The Task Force has correctly recognised that there needs to be a multi-pronged assault on blockages in SMB cash flow and financing and there are many positive steps that can be taken.
The 11 main recommendations fall broadly into the following categories:
- Increasing Awareness and Demand for Alternative Forms of Finance
- Improving Access to Capital Markets Financing
- Stimulating Growth Through Supporting Smaller Companies
- Boosting Finance Options for Business
- Developing New Financial Products
- The Evolving Regulatory Environment
The categories all make sense, and each has its own importance. As the Task Force admits, it has “not identified a single silver bullet solution” and has instead “explored a number of useful areas”.
Many of these recommendations are likely to need further study, consultation and time to implement but are a welcome step in the right direction.
One interesting goal is the establishment of the Business Finance Partnership (BFP) to invest in the development of non-bank lending channels.

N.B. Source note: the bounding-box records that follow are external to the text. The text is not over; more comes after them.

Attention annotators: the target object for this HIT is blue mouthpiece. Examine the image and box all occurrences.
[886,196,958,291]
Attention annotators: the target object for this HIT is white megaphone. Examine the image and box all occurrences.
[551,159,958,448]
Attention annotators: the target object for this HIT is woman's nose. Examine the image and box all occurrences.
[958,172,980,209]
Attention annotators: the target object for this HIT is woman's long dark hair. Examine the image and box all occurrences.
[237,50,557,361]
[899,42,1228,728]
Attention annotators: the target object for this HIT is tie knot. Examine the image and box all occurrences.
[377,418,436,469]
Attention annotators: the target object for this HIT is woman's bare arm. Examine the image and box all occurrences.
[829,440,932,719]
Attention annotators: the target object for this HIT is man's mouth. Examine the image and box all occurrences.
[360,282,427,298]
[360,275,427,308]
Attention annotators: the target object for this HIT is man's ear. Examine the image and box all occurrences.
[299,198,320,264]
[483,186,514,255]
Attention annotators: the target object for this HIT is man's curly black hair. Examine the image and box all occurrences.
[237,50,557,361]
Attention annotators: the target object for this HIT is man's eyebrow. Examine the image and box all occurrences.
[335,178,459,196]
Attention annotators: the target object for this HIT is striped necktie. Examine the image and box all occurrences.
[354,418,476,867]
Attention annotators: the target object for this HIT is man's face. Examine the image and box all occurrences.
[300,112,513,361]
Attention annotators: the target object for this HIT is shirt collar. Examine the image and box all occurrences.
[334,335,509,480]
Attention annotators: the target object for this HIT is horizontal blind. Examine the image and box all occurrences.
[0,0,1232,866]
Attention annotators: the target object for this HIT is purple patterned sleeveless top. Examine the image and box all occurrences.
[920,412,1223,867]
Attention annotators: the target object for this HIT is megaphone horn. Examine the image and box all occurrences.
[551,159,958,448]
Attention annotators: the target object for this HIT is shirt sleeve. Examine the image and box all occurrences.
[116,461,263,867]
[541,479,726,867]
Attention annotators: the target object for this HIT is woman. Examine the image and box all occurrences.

With a shrinking lending pool, adding alternative sources to business finance is key.
Before worrying about investing in models that the private sector can do just fine, the BFP needs to get the regulation and objectives right, and make sure that balanced (not overzealous, rules-based bureaucracy) regulation is supplemented by conducive infrastructure that facilitates the end to end flow of credit.
If constituted properly, the two proposed agencies could play a vital role in tying all the pieces together and make sure the various market components function well and keep the system running.
The recommendations on e-invoicing, and invoice finance and supply chain finance are closest to my own heart, and ones I believe have the ability to quickly and significantly make a difference.
Not only does supply chain financing and invoice finance offer businesses a better chance of securing finance within their means, it can also free up 50% more capital for banks (to further on lend to other businesses).
This area has huge potential for non bank participation and commercial debt investors can lend to SMBS as easily as banks and asset lenders, making it the fastest way to improve liquidity to SMBs.
The Task Force, is understandably, enticed by the idea of auctions and exchanges and these can play a role in widening access to receivables finance. However, as I mentioned in previous posts, I don’t think that the market is ready for these to take up a meaningful slice of the invoice finance pie just yet. The industry will need to take a few more steps in the right direction for all the pieces of the puzzle to come together and the new entrants to find the right business model and traction.
In the meantime, using technology to improve working capital management, simplifying, standardizing and improving invoicing and rethinking how the financing process can be made simpler and more pleasant will make it easier for new innovation to be adopted.
That is something even a start-up can tackle. I can certainly think of one that has started trying!